1. Legen Sie Ihre PR-Arbeit transparent und dialogorientiert an. Zuhören ist genauso wichtig wie Senden.

"Um Image, Strategie und Ausrichtung eines Unternehmens zu prägen, müssen wir Inhalte, Kanäle und Adressaten für die Aussagen genau auswählen“, so PR-Fachfrau Warning. Denn das Ziel guter PR-Arbeit sei es, das persönliche Gespräch zwischen Absender und Empfänger, also Unternehmen und Kunden, zu ersetzen.

2. Senden Sie Nachrichten – keine Werbung. Glaubwürdigkeit und Authentizität sind die wichtigsten Merkmale von PR-Botschaften.

“Gute Geschichten hat eigentlich jedes Unternehmen zu erzählen”, sagt Martina Warning. Dies können Geschichten über die eigene Gründungsgeschichte und die Menschen im Unternehmen, aber auch über die Produkte und Leistungen sein. Dabei müsse jedoch immer der Nutzen für den Kunden im Vordergrund stehen.

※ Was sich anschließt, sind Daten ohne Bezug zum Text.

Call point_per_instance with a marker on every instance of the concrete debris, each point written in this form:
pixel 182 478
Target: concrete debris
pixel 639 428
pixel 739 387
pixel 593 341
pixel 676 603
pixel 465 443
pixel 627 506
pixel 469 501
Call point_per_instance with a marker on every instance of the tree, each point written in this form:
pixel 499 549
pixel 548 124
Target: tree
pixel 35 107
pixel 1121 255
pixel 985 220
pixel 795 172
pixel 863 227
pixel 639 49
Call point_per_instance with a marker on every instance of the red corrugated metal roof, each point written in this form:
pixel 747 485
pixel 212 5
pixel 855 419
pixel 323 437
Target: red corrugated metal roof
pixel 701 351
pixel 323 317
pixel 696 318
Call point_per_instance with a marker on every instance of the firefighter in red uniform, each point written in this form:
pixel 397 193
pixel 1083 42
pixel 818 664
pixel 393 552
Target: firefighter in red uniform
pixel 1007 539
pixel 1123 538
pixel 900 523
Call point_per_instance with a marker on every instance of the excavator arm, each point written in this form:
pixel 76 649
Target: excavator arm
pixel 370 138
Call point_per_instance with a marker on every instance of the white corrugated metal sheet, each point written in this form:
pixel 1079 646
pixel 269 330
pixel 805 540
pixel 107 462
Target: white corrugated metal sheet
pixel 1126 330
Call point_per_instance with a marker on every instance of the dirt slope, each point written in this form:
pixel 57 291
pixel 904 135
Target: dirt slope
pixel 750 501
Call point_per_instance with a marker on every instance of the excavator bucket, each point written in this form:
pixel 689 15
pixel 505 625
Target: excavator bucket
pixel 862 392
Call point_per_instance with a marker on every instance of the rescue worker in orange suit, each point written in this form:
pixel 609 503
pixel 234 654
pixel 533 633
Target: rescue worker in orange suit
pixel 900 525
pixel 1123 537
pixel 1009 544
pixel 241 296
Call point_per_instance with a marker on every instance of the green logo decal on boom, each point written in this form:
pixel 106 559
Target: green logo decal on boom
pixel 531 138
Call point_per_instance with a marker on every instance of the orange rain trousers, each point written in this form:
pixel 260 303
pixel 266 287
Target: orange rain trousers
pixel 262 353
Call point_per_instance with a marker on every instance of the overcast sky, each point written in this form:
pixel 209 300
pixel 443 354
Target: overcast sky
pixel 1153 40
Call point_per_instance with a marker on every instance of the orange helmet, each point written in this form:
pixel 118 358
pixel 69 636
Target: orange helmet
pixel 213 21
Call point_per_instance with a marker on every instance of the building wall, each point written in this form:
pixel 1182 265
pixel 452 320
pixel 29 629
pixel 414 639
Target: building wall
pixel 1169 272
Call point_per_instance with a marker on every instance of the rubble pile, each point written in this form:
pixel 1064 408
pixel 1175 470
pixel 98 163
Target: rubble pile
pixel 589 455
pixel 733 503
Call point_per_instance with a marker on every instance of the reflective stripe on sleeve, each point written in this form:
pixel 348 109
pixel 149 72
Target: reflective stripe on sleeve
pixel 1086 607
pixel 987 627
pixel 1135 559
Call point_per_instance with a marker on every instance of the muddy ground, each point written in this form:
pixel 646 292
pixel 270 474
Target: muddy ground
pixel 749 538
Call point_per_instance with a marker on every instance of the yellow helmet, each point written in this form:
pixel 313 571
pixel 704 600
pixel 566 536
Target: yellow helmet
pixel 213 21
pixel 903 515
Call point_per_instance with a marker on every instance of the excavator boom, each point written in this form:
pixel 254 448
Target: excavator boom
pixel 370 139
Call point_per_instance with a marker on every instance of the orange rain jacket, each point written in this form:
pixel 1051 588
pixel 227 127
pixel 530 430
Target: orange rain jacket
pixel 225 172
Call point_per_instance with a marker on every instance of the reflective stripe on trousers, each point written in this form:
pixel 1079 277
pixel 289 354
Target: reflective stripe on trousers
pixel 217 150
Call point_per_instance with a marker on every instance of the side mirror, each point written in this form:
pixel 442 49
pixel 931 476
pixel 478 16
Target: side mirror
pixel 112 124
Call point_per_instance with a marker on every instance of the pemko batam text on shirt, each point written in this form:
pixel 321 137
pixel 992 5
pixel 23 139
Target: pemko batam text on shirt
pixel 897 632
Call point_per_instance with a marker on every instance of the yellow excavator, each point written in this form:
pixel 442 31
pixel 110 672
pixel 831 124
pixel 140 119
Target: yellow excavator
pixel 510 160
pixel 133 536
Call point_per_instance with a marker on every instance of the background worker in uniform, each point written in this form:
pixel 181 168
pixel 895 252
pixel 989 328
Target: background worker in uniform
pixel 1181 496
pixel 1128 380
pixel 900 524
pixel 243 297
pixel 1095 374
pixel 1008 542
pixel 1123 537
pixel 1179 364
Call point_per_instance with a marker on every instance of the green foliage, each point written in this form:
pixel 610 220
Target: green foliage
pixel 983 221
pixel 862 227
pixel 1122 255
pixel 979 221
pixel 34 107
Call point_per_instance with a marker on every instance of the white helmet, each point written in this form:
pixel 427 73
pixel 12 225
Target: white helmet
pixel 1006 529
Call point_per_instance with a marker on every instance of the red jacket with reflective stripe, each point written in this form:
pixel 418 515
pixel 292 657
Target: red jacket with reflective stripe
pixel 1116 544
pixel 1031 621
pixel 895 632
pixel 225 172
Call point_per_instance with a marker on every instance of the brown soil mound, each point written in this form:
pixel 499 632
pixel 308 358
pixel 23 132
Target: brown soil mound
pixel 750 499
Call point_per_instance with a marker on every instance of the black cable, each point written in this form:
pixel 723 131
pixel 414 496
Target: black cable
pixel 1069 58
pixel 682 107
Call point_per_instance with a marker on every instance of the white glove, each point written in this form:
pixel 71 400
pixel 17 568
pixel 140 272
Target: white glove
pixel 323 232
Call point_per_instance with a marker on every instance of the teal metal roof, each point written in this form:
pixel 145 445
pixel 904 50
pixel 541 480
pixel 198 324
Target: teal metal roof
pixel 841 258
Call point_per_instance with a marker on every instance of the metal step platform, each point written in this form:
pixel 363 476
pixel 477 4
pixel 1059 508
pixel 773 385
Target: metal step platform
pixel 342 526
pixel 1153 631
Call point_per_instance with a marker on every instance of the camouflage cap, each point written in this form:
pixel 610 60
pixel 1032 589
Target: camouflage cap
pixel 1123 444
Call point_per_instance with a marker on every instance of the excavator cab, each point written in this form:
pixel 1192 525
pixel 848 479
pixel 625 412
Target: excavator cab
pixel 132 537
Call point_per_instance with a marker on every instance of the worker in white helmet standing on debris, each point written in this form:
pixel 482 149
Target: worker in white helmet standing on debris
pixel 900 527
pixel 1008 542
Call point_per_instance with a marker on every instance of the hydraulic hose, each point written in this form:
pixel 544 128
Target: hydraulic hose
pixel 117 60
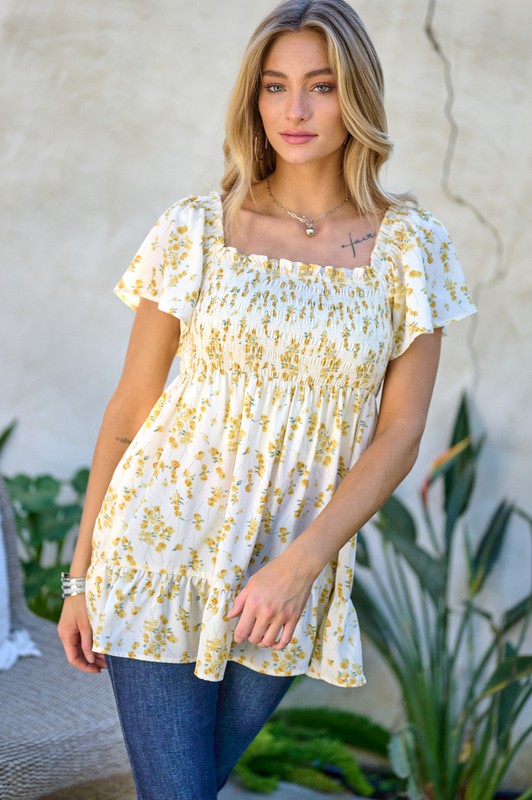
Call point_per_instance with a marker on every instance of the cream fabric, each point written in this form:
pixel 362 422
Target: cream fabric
pixel 281 364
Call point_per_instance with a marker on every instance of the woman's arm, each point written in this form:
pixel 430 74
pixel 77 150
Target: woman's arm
pixel 274 598
pixel 152 347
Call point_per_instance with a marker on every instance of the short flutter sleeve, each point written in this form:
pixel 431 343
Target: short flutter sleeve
pixel 427 285
pixel 168 267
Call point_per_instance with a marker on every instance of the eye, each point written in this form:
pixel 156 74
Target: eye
pixel 323 88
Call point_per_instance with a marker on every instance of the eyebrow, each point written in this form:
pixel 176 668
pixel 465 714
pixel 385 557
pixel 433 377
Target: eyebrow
pixel 272 73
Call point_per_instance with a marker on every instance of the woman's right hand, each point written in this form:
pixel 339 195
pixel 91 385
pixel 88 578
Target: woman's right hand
pixel 75 633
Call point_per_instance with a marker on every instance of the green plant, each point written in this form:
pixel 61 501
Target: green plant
pixel 463 677
pixel 311 747
pixel 45 525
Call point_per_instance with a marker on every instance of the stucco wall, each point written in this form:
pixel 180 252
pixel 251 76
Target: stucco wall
pixel 112 111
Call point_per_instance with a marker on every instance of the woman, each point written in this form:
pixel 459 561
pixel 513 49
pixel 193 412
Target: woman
pixel 225 509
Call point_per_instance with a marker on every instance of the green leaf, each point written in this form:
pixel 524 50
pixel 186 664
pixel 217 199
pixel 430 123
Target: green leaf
pixel 6 434
pixel 526 795
pixel 507 699
pixel 34 494
pixel 508 671
pixel 428 570
pixel 457 497
pixel 394 516
pixel 355 730
pixel 55 524
pixel 461 431
pixel 490 546
pixel 517 613
pixel 80 480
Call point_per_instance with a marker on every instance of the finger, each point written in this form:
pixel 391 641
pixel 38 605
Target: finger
pixel 272 634
pixel 260 630
pixel 238 606
pixel 76 657
pixel 86 644
pixel 245 626
pixel 286 636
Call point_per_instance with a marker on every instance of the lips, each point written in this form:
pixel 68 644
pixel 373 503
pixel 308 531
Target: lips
pixel 297 137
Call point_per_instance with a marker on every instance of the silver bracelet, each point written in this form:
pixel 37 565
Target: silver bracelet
pixel 71 586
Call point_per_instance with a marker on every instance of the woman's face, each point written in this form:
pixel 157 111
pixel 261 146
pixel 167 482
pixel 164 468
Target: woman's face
pixel 298 100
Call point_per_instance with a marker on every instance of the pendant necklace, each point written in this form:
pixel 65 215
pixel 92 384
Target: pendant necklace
pixel 308 222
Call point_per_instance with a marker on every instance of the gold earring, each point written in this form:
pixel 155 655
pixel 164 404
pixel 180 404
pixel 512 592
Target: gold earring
pixel 258 151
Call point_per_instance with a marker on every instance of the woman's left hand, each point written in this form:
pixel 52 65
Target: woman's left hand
pixel 271 603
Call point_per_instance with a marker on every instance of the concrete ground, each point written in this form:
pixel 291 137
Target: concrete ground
pixel 121 788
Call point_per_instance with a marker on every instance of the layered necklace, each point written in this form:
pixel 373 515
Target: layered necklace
pixel 308 222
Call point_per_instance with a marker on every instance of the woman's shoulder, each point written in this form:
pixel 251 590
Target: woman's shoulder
pixel 411 219
pixel 194 204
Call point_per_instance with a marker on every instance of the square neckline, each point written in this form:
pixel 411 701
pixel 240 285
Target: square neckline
pixel 305 265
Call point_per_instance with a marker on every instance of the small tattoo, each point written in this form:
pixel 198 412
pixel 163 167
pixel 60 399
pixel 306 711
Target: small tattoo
pixel 353 242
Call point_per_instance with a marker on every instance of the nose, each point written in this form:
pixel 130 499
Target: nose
pixel 298 106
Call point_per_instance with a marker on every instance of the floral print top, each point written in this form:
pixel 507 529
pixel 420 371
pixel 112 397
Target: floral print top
pixel 276 398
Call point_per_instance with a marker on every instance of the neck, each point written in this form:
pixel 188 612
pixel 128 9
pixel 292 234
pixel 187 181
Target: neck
pixel 308 189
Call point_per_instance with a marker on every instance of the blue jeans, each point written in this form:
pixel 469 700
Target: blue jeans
pixel 183 734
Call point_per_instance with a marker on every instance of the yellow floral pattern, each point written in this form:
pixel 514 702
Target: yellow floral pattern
pixel 281 365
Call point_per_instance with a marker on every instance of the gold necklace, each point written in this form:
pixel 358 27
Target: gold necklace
pixel 308 222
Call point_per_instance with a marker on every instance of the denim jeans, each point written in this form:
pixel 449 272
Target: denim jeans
pixel 183 734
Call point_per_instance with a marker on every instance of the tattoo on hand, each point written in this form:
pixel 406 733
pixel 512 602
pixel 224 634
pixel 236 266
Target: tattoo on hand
pixel 353 242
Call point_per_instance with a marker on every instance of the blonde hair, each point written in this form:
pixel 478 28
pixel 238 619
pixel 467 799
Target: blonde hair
pixel 358 74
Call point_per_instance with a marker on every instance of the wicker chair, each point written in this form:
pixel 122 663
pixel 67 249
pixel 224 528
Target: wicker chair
pixel 58 727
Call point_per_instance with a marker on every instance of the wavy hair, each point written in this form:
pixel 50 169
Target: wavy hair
pixel 358 75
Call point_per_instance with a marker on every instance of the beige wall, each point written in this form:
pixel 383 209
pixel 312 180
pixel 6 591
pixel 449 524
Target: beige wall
pixel 112 111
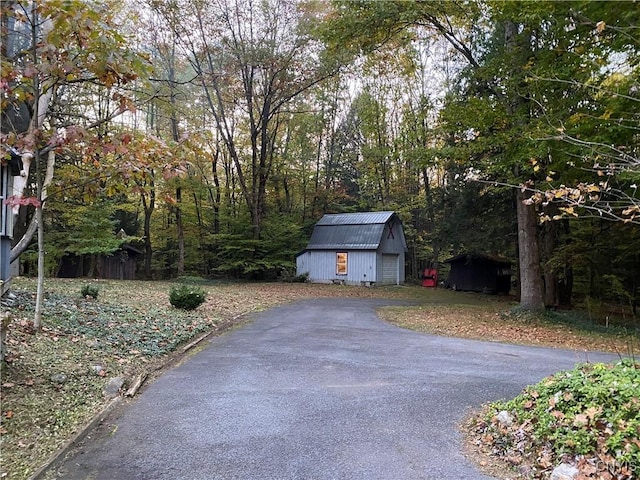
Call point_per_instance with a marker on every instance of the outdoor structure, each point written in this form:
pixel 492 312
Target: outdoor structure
pixel 8 169
pixel 120 265
pixel 479 273
pixel 356 249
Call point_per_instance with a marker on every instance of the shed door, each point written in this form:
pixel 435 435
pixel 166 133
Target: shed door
pixel 389 269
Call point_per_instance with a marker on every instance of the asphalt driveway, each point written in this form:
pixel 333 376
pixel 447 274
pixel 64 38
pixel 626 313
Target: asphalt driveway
pixel 319 389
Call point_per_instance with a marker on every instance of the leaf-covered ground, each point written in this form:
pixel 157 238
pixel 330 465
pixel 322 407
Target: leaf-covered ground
pixel 53 381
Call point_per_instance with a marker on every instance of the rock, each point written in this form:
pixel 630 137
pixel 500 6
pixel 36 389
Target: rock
pixel 59 378
pixel 505 418
pixel 564 471
pixel 113 386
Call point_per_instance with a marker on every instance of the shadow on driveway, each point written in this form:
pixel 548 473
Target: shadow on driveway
pixel 319 389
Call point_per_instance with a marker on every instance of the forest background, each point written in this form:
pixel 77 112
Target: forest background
pixel 215 134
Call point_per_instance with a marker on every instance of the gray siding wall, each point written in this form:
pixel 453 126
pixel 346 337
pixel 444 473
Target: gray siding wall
pixel 321 265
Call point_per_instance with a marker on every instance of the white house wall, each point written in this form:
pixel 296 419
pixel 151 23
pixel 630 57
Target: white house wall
pixel 321 266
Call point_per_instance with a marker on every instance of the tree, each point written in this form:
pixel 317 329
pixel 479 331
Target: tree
pixel 50 46
pixel 252 60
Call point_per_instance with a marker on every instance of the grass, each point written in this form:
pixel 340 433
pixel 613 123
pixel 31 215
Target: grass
pixel 53 381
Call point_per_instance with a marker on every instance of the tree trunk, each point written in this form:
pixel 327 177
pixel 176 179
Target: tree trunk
pixel 180 229
pixel 531 285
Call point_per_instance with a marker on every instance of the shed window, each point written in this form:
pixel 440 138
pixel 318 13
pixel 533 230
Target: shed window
pixel 341 263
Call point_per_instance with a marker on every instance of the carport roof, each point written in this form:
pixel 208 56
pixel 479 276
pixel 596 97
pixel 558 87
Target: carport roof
pixel 349 231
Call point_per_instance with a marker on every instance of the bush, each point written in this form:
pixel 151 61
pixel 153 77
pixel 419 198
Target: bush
pixel 590 412
pixel 90 290
pixel 187 297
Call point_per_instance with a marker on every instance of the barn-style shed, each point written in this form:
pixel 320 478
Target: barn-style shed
pixel 479 273
pixel 356 249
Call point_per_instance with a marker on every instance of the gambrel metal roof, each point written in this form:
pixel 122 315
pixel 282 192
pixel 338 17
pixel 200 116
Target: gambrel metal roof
pixel 349 231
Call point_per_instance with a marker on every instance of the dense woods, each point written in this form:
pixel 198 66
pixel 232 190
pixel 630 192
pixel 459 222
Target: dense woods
pixel 213 135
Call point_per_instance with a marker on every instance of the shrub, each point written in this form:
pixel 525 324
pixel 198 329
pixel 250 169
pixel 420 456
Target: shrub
pixel 590 411
pixel 187 297
pixel 90 290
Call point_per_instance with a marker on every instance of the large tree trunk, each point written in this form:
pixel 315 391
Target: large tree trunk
pixel 531 284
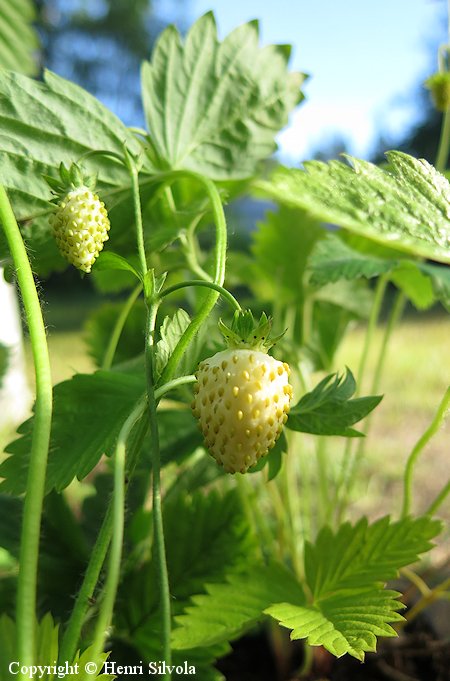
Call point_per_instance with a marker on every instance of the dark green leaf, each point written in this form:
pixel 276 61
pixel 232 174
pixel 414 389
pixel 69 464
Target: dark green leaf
pixel 99 327
pixel 328 409
pixel 44 124
pixel 405 207
pixel 344 572
pixel 107 260
pixel 207 536
pixel 215 107
pixel 333 260
pixel 89 411
pixel 227 609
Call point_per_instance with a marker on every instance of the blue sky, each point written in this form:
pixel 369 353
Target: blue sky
pixel 365 60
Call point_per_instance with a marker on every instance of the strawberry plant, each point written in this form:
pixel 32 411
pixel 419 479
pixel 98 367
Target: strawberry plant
pixel 124 542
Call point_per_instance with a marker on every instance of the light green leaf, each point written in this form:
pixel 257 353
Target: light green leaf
pixel 416 285
pixel 345 623
pixel 43 124
pixel 88 413
pixel 18 38
pixel 344 572
pixel 4 355
pixel 227 609
pixel 333 259
pixel 423 283
pixel 107 260
pixel 171 331
pixel 213 107
pixel 99 328
pixel 328 409
pixel 406 207
pixel 196 527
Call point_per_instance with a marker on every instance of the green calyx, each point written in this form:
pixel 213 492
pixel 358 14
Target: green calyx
pixel 68 180
pixel 246 333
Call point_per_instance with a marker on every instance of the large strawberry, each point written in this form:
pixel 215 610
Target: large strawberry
pixel 242 396
pixel 80 224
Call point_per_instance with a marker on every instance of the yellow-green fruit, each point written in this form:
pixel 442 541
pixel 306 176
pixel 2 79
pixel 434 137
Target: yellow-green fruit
pixel 241 402
pixel 80 226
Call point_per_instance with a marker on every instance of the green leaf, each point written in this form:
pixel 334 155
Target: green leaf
pixel 227 609
pixel 107 260
pixel 88 413
pixel 344 572
pixel 333 259
pixel 44 124
pixel 18 38
pixel 281 248
pixel 207 536
pixel 416 285
pixel 100 325
pixel 46 635
pixel 4 357
pixel 344 623
pixel 423 283
pixel 215 108
pixel 171 331
pixel 328 409
pixel 406 206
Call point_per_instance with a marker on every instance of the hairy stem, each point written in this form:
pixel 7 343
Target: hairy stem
pixel 203 284
pixel 347 464
pixel 72 634
pixel 158 528
pixel 418 448
pixel 444 143
pixel 118 328
pixel 118 515
pixel 29 547
pixel 219 274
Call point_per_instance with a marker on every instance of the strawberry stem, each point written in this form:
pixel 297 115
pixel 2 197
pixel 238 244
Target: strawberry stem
pixel 29 551
pixel 205 284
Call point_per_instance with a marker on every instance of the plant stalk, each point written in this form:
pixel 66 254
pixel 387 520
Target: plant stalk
pixel 418 448
pixel 31 522
pixel 118 520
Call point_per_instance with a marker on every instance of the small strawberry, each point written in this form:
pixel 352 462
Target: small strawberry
pixel 242 396
pixel 80 224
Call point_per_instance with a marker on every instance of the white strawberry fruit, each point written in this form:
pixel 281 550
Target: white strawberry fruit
pixel 80 224
pixel 242 396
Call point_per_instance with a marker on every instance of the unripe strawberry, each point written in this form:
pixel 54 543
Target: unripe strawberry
pixel 241 401
pixel 81 226
pixel 80 223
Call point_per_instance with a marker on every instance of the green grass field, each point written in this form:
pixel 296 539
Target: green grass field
pixel 415 378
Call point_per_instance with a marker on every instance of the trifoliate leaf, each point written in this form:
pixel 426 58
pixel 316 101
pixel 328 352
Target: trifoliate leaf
pixel 196 527
pixel 423 283
pixel 281 248
pixel 227 609
pixel 328 409
pixel 344 623
pixel 344 572
pixel 213 107
pixel 333 259
pixel 88 413
pixel 406 207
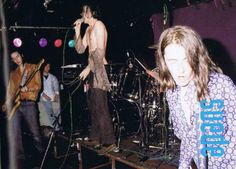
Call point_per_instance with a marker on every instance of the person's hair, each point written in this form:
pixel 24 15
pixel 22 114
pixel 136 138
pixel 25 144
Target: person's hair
pixel 94 8
pixel 197 56
pixel 20 52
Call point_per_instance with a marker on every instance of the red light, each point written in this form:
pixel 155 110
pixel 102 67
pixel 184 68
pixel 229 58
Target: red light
pixel 58 43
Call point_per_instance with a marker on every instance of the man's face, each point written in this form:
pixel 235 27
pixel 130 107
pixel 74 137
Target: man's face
pixel 178 65
pixel 16 58
pixel 86 14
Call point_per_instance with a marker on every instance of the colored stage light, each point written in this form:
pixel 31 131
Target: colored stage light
pixel 71 43
pixel 17 42
pixel 58 43
pixel 43 42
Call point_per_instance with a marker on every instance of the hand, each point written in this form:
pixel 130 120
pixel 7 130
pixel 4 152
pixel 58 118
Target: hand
pixel 46 97
pixel 153 74
pixel 84 73
pixel 78 22
pixel 24 89
pixel 56 98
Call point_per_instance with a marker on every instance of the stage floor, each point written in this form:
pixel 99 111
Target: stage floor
pixel 132 154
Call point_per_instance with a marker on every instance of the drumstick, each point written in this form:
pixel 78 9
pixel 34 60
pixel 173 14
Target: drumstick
pixel 141 64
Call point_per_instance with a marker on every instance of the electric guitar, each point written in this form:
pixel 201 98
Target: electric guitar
pixel 16 100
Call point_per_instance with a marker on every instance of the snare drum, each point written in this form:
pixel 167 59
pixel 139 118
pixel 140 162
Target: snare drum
pixel 125 116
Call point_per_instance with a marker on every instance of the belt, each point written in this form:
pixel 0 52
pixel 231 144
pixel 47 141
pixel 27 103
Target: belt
pixel 27 100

Zudem sei die Glaubwürdigkeit von Botschaft, Absender und Medium von elementarer Bedeutung für den Erfolg von PR-Maßnahmen. „Vertrauenswürdigkeit ist das höchste Gut bei unserer Arbeit“, macht die Expertin deutlich und weist darauf hin, dass gerade journalistisch geprägte Print-Medien gegenüber digitalen Medien einen Vertrauensvorsprung bei vielen Zielgruppen haben.

3. Bedenken Sie, dass sich der Erfolg von PR-Arbeit nicht in kurzfristigen Ergebnissen messen lässt, sondern eher mittel- bis langfristige Wirkung entfaltet.

Kurzfristige Erfolge sind bei PR-Arbeit auch nicht das primäre Ziel. Vielmehr geht es um den Aufbau einer langfristigen Vertrauensbeziehung. Dabei spielen Fachmedien, durchaus auch im Printformat, nach Einschätzung von Martina Warning noch immer eine wichtige Rolle, gerade im B2B-Geschäft (Business-to-Business).

Im Vergleich zu den digitalen Medien lasse sich hier jedoch die Wahrnehmung und damit der Erfolg einer PR-Kampagne schwieriger messen.